Great. She knew without doubt he had left to avoid answering her questions. It made her sense of disquiet grow. If he had nothing to hide, he would have left her a note, or stayed until her return.
Instead, he had disappeared like a thief. Her frustration grew. The temptation was to drive to his house and confront him, but her instincts told her to wait. It was good he wasn’t there, especially as she was collecting Luca that afternoon. It had all worked out for the best.
Even so, carrying on as normal was impossible. The weather had not yet broken, and was thick and sticky like treacle, the heat relentless. Everything she wore stuck to her skin. In the end, she retreated to the shade of her old apple tree and dozed until it was time to walk to school.
But as sometimes happened, as soon as her eyes closed she could see her eight-year-old daughter, prowling through the long grass in the hay field in front of her, stalking her mother as she lay crouched and silent like a hunted gazelle. When she found her, Savi would roar convincingly and pounce, and they would roll together down the hill, her daughter’s laughter echoing down the valley.
Be careful, mummy.
She sat up, irritated. Thoughts of Savi inevitably darkened her day. She still missed her with a physical ache that would last a lifetime, but over the years she had learned to compartmentalize difficult thoughts so she could function on a day to day basis.
Now the ghosts were crowding in again, but this time felt different. Mrs. Loving, the bloodied man, even her Savi, were all trying to tell her something.
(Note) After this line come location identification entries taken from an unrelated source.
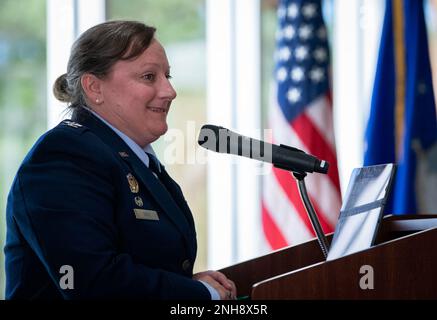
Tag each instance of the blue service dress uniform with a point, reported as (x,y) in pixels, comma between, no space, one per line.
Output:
(82,199)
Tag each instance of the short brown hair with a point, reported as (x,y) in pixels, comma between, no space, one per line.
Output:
(96,51)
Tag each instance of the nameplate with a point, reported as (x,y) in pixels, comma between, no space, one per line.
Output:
(143,214)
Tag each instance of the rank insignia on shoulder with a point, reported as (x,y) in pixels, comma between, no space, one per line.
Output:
(133,183)
(139,201)
(72,124)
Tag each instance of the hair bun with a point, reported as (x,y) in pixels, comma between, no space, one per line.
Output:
(60,89)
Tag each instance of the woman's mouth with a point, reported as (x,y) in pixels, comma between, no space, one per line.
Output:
(158,110)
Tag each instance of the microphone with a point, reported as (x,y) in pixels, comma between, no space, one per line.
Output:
(223,140)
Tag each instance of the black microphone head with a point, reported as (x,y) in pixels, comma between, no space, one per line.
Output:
(209,137)
(322,166)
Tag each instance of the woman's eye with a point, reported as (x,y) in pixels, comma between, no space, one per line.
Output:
(149,77)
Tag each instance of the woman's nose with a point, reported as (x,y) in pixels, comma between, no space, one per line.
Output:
(167,90)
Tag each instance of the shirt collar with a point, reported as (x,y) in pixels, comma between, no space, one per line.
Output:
(140,152)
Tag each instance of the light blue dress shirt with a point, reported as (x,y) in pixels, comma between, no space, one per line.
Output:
(141,153)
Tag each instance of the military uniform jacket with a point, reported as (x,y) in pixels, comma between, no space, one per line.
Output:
(82,201)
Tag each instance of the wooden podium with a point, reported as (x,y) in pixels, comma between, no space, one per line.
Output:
(404,264)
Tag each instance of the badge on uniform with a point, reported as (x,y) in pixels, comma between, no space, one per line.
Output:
(133,183)
(142,214)
(138,201)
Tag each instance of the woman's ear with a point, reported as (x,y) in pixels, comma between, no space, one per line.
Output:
(92,88)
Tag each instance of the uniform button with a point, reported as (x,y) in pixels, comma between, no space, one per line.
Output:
(186,265)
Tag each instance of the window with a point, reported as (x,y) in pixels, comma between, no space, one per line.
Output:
(22,92)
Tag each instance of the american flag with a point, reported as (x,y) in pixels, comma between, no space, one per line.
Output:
(300,115)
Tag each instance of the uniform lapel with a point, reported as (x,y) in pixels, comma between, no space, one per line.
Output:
(148,180)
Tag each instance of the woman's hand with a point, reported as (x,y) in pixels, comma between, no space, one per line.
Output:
(224,286)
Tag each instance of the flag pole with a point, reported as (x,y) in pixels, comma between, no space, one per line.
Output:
(323,241)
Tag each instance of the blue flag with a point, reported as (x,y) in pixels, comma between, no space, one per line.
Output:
(402,123)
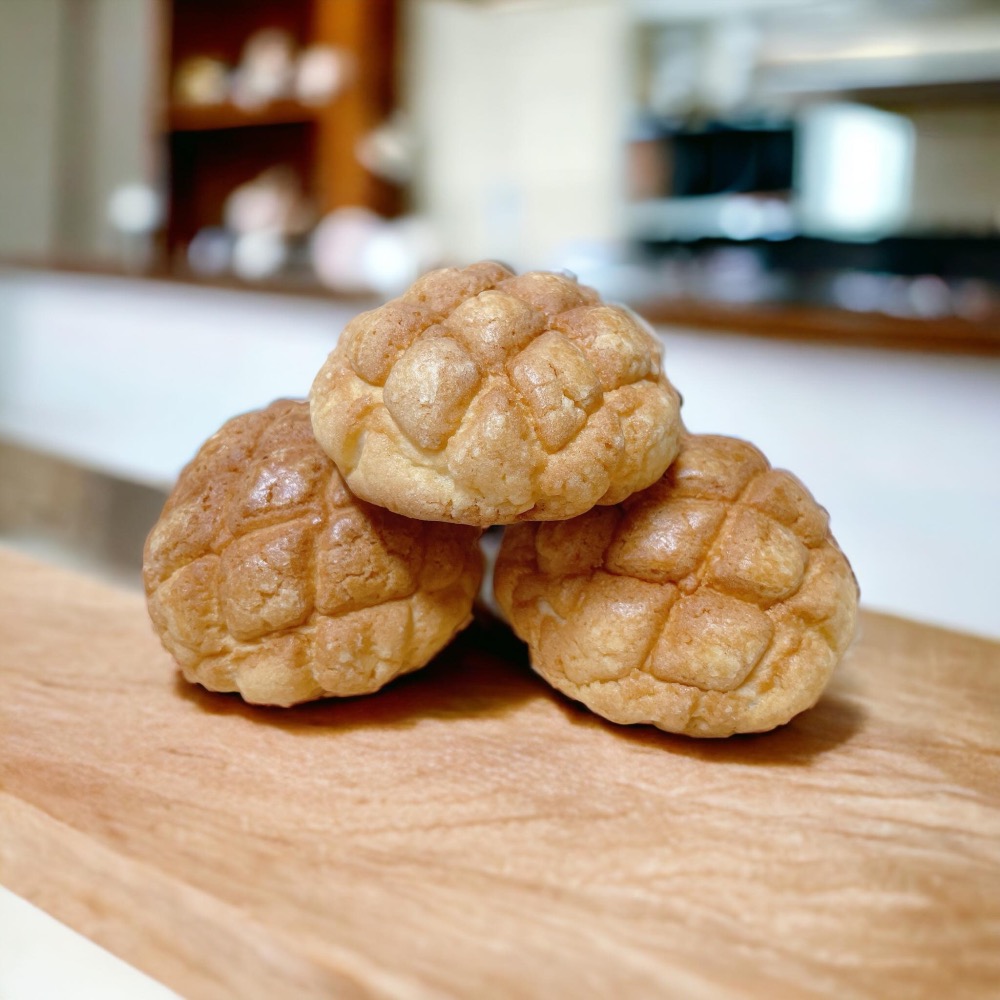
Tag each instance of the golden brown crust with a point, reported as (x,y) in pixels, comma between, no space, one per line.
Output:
(712,603)
(481,397)
(264,575)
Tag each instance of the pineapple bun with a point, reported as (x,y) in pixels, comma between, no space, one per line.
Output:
(482,397)
(264,575)
(714,602)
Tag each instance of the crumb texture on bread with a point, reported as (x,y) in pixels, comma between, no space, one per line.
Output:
(264,575)
(483,397)
(714,602)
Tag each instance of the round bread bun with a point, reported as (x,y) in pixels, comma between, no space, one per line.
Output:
(481,397)
(715,602)
(264,575)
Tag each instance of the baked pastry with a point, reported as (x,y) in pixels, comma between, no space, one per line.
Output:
(481,397)
(714,602)
(264,575)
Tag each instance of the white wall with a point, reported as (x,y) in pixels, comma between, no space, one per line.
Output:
(520,112)
(901,447)
(76,100)
(956,177)
(29,88)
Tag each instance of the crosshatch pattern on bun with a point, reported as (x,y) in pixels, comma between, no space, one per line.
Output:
(715,602)
(264,575)
(481,397)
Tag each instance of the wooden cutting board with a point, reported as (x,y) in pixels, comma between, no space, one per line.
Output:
(469,833)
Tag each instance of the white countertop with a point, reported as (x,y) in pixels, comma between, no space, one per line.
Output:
(130,377)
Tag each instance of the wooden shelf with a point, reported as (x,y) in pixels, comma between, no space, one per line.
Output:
(217,117)
(212,149)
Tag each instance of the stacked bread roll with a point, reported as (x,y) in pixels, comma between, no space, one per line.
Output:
(657,576)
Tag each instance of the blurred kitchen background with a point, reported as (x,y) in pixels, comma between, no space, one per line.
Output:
(803,196)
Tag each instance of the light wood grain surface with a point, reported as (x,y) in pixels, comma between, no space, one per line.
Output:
(467,832)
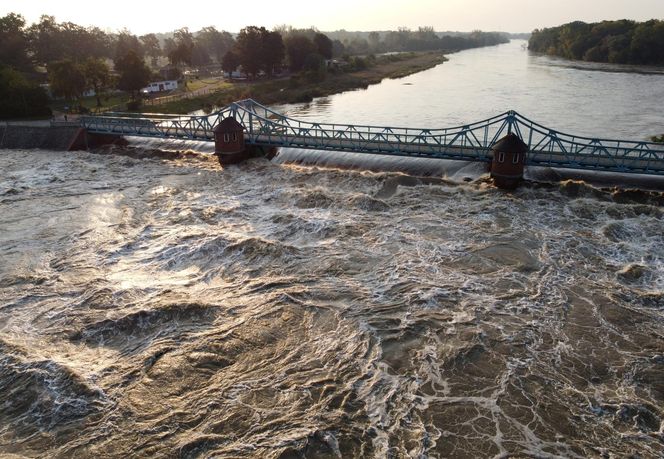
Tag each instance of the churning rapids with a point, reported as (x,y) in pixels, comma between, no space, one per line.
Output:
(154,307)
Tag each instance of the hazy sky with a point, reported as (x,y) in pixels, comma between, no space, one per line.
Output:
(142,16)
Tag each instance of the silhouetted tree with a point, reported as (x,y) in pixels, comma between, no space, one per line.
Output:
(620,42)
(44,40)
(273,51)
(215,43)
(19,97)
(125,42)
(14,42)
(298,47)
(152,48)
(230,62)
(97,76)
(134,74)
(249,49)
(67,79)
(324,45)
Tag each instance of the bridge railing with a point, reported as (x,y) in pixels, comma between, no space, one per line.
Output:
(472,141)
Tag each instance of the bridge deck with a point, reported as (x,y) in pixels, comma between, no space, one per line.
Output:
(471,142)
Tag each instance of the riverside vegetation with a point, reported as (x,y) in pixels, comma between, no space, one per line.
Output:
(303,87)
(616,42)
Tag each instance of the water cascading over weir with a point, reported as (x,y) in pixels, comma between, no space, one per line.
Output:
(507,142)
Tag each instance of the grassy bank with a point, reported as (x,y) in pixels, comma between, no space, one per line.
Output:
(303,88)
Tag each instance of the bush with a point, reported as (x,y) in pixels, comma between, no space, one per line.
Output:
(20,98)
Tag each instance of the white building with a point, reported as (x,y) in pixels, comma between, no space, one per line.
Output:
(159,86)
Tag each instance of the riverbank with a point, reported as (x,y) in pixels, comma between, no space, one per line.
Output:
(303,88)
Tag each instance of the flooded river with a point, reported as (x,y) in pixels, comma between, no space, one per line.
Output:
(158,306)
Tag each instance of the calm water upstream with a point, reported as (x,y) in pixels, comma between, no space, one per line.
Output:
(156,306)
(597,100)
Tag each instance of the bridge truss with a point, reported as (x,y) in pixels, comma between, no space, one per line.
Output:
(471,142)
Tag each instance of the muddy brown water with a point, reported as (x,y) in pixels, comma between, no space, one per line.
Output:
(163,307)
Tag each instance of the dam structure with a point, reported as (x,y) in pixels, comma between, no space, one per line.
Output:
(261,127)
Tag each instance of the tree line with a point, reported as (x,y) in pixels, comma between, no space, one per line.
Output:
(75,59)
(618,42)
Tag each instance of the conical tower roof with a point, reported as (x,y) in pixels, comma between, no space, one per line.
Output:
(229,125)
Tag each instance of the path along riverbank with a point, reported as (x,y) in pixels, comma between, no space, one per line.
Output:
(303,88)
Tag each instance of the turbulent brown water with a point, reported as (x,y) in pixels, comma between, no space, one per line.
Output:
(163,307)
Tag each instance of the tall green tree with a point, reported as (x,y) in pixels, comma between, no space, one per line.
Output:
(45,41)
(20,98)
(124,42)
(183,51)
(230,62)
(273,51)
(298,47)
(134,73)
(67,79)
(215,43)
(152,47)
(249,49)
(14,42)
(323,45)
(97,76)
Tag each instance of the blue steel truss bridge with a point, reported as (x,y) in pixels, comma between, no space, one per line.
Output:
(471,142)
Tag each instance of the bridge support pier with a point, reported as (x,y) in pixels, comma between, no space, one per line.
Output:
(509,158)
(229,143)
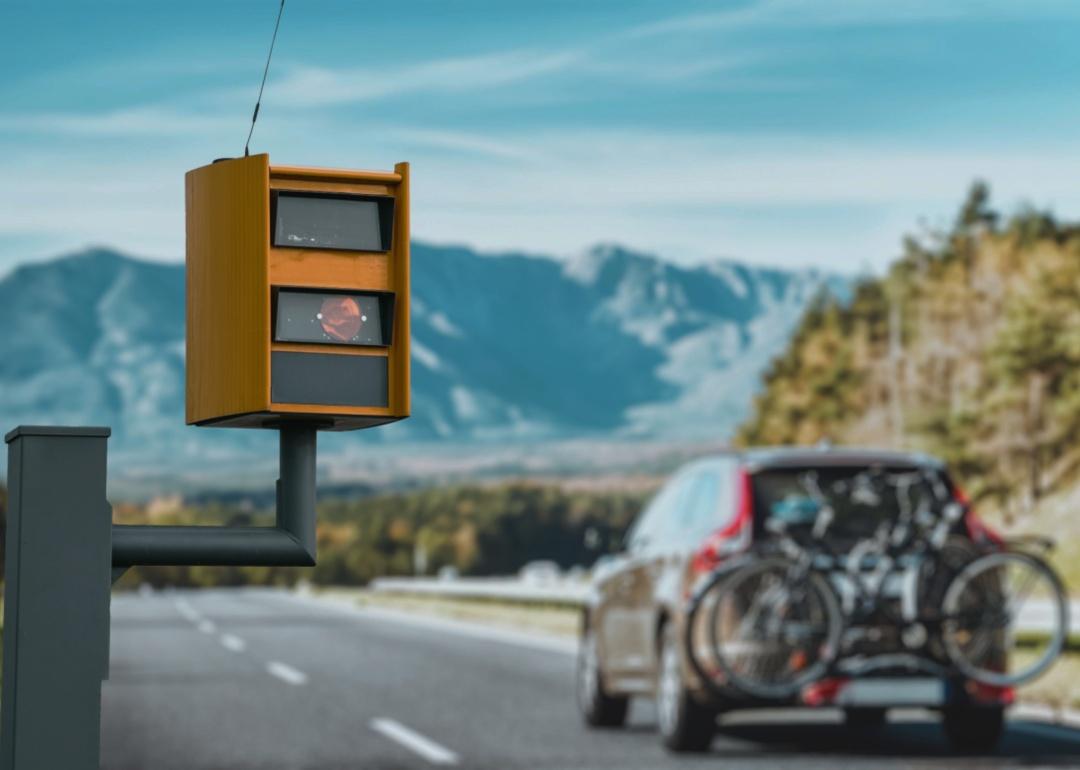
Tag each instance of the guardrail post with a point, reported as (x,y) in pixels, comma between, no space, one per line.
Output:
(56,598)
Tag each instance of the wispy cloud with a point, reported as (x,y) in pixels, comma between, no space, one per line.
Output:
(136,121)
(847,13)
(306,85)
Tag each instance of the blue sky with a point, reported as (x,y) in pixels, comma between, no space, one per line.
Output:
(778,132)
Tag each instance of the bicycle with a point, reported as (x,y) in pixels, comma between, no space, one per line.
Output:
(783,617)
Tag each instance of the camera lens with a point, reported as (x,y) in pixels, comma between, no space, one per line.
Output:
(340,318)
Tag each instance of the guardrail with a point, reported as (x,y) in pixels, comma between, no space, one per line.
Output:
(562,592)
(1035,617)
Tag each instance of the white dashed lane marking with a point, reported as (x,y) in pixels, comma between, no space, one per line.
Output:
(415,742)
(233,643)
(286,673)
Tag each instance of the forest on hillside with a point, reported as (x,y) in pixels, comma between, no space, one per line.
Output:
(494,529)
(968,347)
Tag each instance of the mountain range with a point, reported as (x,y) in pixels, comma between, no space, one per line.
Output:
(509,347)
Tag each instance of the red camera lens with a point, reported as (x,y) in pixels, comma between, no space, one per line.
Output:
(340,318)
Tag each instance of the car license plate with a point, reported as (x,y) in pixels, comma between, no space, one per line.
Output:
(893,692)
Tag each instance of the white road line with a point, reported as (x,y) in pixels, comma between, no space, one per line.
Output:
(415,742)
(537,640)
(286,673)
(232,643)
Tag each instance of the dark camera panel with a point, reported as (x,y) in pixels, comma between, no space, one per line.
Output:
(327,379)
(333,318)
(350,223)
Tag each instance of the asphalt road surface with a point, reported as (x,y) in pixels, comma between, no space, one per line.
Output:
(259,679)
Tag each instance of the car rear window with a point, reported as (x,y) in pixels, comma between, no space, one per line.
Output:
(786,492)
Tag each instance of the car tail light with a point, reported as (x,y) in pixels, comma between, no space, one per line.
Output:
(990,693)
(823,692)
(977,529)
(731,538)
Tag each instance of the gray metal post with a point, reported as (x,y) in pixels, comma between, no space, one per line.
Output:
(56,598)
(291,543)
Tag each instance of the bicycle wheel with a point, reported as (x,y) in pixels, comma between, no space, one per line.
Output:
(774,627)
(982,607)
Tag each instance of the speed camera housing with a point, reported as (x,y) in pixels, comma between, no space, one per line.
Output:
(297,295)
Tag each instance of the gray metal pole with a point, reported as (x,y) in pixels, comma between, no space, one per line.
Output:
(56,598)
(292,543)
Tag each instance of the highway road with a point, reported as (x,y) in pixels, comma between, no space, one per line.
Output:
(270,680)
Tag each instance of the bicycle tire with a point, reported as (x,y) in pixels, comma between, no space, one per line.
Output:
(976,583)
(781,683)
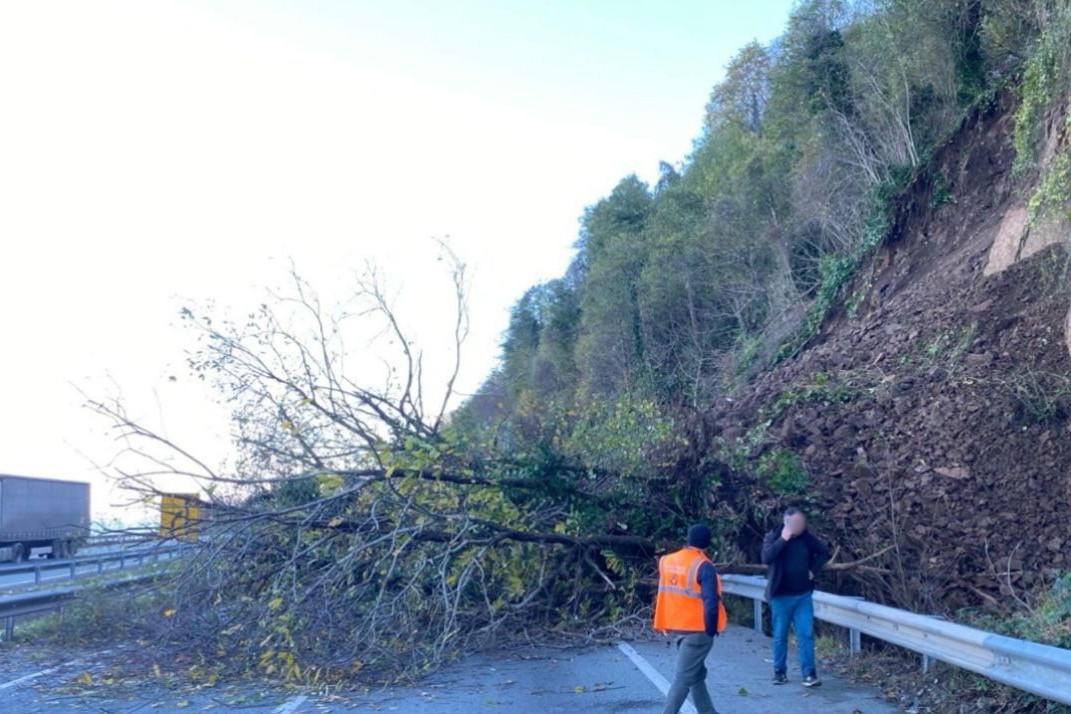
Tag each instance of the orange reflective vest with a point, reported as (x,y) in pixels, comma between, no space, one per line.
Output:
(679,604)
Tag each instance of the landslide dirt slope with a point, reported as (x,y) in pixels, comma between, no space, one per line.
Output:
(949,434)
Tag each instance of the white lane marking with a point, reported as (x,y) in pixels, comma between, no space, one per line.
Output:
(660,682)
(30,678)
(290,707)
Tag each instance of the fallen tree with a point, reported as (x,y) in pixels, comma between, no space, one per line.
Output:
(359,532)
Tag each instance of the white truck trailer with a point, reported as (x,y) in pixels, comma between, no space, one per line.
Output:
(40,513)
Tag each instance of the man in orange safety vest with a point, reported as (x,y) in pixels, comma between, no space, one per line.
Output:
(689,604)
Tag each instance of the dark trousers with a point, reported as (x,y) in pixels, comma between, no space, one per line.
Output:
(691,674)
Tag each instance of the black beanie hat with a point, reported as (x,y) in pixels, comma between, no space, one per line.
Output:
(698,536)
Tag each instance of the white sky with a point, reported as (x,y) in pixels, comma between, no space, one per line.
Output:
(155,154)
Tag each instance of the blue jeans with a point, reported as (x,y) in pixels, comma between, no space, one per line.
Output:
(799,611)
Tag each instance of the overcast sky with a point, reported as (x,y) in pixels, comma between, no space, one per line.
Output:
(155,154)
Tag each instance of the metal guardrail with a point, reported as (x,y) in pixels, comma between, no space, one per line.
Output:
(125,559)
(46,601)
(1040,669)
(117,538)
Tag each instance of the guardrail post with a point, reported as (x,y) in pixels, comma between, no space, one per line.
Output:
(855,637)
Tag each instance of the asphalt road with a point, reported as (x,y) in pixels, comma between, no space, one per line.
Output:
(627,678)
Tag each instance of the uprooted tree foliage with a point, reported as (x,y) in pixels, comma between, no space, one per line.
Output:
(360,530)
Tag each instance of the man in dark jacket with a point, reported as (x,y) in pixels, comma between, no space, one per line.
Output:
(793,557)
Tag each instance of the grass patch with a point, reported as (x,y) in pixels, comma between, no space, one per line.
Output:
(1039,397)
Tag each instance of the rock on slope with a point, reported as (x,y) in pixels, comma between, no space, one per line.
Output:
(949,437)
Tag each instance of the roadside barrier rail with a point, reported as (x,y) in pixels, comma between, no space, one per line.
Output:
(76,566)
(46,601)
(1040,669)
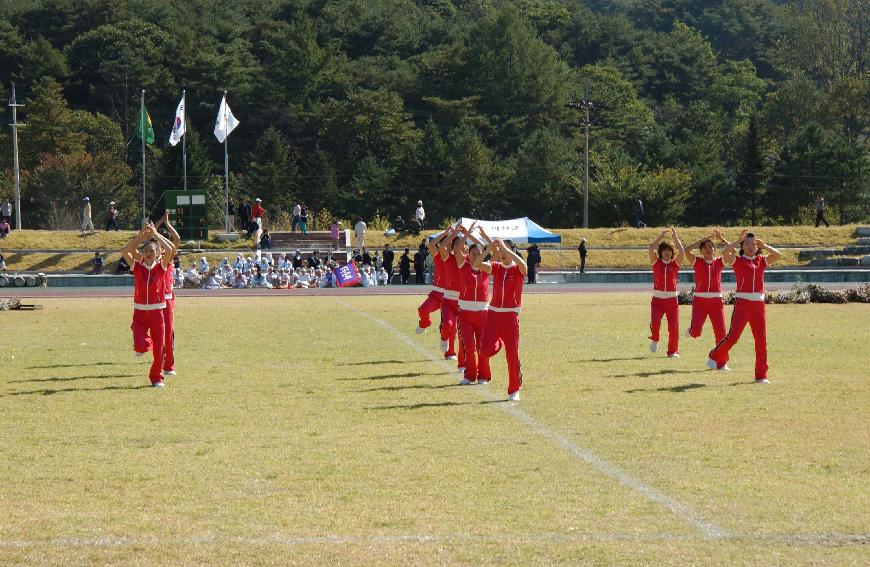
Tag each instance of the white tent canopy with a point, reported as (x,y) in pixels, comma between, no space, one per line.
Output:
(521,231)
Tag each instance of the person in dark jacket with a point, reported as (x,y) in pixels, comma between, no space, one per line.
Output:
(405,267)
(389,258)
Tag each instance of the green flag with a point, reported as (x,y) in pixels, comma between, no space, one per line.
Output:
(144,123)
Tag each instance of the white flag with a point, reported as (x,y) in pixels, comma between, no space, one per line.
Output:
(178,126)
(226,122)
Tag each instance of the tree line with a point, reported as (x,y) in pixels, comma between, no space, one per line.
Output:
(712,112)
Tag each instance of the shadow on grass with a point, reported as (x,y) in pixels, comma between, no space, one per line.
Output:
(410,387)
(71,378)
(611,359)
(396,375)
(674,389)
(52,366)
(422,405)
(664,372)
(391,361)
(51,392)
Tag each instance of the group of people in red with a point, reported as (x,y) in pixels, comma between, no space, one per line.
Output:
(745,257)
(150,254)
(474,325)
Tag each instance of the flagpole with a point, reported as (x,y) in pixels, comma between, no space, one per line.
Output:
(142,136)
(226,172)
(184,137)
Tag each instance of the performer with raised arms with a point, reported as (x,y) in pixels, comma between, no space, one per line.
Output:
(473,308)
(502,326)
(664,301)
(450,301)
(707,298)
(149,294)
(169,312)
(749,267)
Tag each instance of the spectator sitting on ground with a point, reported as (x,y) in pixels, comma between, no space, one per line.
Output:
(239,280)
(314,260)
(259,279)
(192,277)
(214,281)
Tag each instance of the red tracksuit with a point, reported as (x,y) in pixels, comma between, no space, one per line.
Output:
(149,301)
(169,323)
(707,301)
(473,300)
(503,320)
(450,310)
(433,301)
(748,308)
(664,303)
The night before, she hadn’t been able to sleep, so she went into the garden in the dead of night. Savi had joined her then, just for a few precious seconds, and they had danced as they used to, barefoot amongst the flowers before her daughter had melted away, leaving one final warning.
Be careful, mummy. Don’t let him hurt you.
“What is it, love? What are you trying to tell me?”
But there was nothing but the wind in the wheat and a thrush singing high in her apple tree.